Aktivitas Kopdes di Klangenan Cirebon Belum Maksimal

KHOIRUL ANWARUDIN/RADAR CIREBON
MASIH TUTUP: Pembangunan gerai Koperasi Desa Merah Putih (KDMP) di Desa Slangit Kecamatan Klangenan sudah rampung tetapi aktivitas operasional koperasi termasuk fasilitas kendaraan berukuran kecil belum lengkap, kemarin.
0 Komentar

RADARCIREBON.ID – Pembangunan gerai Koperasi Desa Merah Putih (KDMP) di Desa Slangit, Kecamatan Klangenan, Kabupaten Cirebon, telah rampung.

Namun, sejumlah fasilitas penunjang operasional koperasi hingga kini belum lengkap.

Kuwu Desa Slangit, Apendi mengatakan, secara fisik bangunan gerai telah selesai dibangun. Selain itu, kendaraan operasional berupa truk juga telah diserahterimakan.

Sementara kendaraan berukuran kecil dan kendaraan roda tiga belum diterima pihak pengelola.

Baca Juga:IDI Perluas Akses Kesehatan, Dokter Spesialis Sambangi Subang Kuningan Capacity Building Perkuat Kompetensi Guru PAUD di Kuningan 

“Kalau untuk bangunan sudah jadi. Untuk mobil truk juga sudah serah terima. Tapi yang mobil kecil dan roda tiga belum datang,” kata Apendi.

Menurutnya, belum lengkapnya kendaraan operasional membuat sarana penunjang Gerai KDMP belum sepenuhnya tersedia. Namun, pihaknya belum mengetahui kapan seluruh kendaraan tersebut akan diterima.

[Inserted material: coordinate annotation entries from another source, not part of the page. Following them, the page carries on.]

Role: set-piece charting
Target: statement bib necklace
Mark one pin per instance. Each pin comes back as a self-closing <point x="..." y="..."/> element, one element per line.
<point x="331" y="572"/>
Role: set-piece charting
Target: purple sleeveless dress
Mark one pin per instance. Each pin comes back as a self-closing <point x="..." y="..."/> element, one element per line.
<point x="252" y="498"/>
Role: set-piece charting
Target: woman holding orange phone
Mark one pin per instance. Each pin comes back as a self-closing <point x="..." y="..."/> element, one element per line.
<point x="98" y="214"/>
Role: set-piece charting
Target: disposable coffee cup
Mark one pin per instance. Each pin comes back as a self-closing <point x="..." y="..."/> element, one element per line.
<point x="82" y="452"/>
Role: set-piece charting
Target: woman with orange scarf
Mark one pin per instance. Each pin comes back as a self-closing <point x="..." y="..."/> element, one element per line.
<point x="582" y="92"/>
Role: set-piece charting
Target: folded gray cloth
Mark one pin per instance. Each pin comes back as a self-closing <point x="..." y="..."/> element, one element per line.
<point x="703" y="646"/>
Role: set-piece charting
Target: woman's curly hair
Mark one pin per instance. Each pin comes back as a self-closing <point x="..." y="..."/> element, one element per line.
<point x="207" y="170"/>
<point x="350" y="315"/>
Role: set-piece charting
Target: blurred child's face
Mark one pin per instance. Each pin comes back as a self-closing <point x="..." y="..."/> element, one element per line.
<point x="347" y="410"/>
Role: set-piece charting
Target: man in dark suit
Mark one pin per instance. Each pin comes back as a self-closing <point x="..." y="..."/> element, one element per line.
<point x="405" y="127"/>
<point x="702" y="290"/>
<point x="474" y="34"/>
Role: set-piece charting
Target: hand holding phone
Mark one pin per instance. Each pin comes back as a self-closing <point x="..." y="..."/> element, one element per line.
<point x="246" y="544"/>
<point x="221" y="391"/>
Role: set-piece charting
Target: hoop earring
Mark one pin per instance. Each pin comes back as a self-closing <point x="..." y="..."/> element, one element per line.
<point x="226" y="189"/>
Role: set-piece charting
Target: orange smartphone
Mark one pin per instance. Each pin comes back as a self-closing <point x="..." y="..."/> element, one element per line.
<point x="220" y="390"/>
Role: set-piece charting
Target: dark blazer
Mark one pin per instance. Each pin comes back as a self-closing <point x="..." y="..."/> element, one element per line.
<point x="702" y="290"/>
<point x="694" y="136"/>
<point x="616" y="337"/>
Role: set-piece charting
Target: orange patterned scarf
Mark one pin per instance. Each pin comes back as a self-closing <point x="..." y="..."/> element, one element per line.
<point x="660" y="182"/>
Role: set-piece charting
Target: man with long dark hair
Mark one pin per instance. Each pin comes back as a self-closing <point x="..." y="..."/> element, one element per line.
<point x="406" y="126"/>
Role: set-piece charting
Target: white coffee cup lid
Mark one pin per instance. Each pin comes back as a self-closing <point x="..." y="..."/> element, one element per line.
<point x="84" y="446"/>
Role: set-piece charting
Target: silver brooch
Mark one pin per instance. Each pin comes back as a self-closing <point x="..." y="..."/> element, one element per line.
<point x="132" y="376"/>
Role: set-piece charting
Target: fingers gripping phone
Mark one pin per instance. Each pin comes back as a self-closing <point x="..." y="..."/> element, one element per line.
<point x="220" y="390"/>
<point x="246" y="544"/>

Apendi menjelaskan, Pemerintah Desa Slangit tidak terlibat secara langsung dalam proses pembangunan maupun pengelolaan KDMP. Kewenangan pembangunan dan pengelolaan koperasi berada di luar pemerintah desa.

Meski demikian, pemerintah desa tetap memantau perkembangan KDMP karena fasilitas tersebut berada di wilayah Desa Slangit.

“Kita tetap memantau perkembangannya karena gerainya ada di wilayah Desa Slangit,” ujarnya.

Terkait kepengurusan, Apendi menyebut struktur pengurus KDMP masih menggunakan kepengurusan yang telah ditetapkan sejak Juni 2025.

Namun, aktivitas koperasi hingga kini belum berjalan maksimal. Kondisi tersebut terjadi karena belum adanya petunjuk lanjutan dari pemerintah pusat terkait operasional KDMP.

Baca Juga:Umrah Wadiah Menabung Bertahap Mulai Rp500 RibuPolres Kuningan Sita 62 Botol Miras dari Sejumlah Warung

“Masih pengurus yang lama. Kita juga belum tahu bagaimana operasionalnya, karena belum ada petunjuk lagi dari pemerintah pusat,” katanya.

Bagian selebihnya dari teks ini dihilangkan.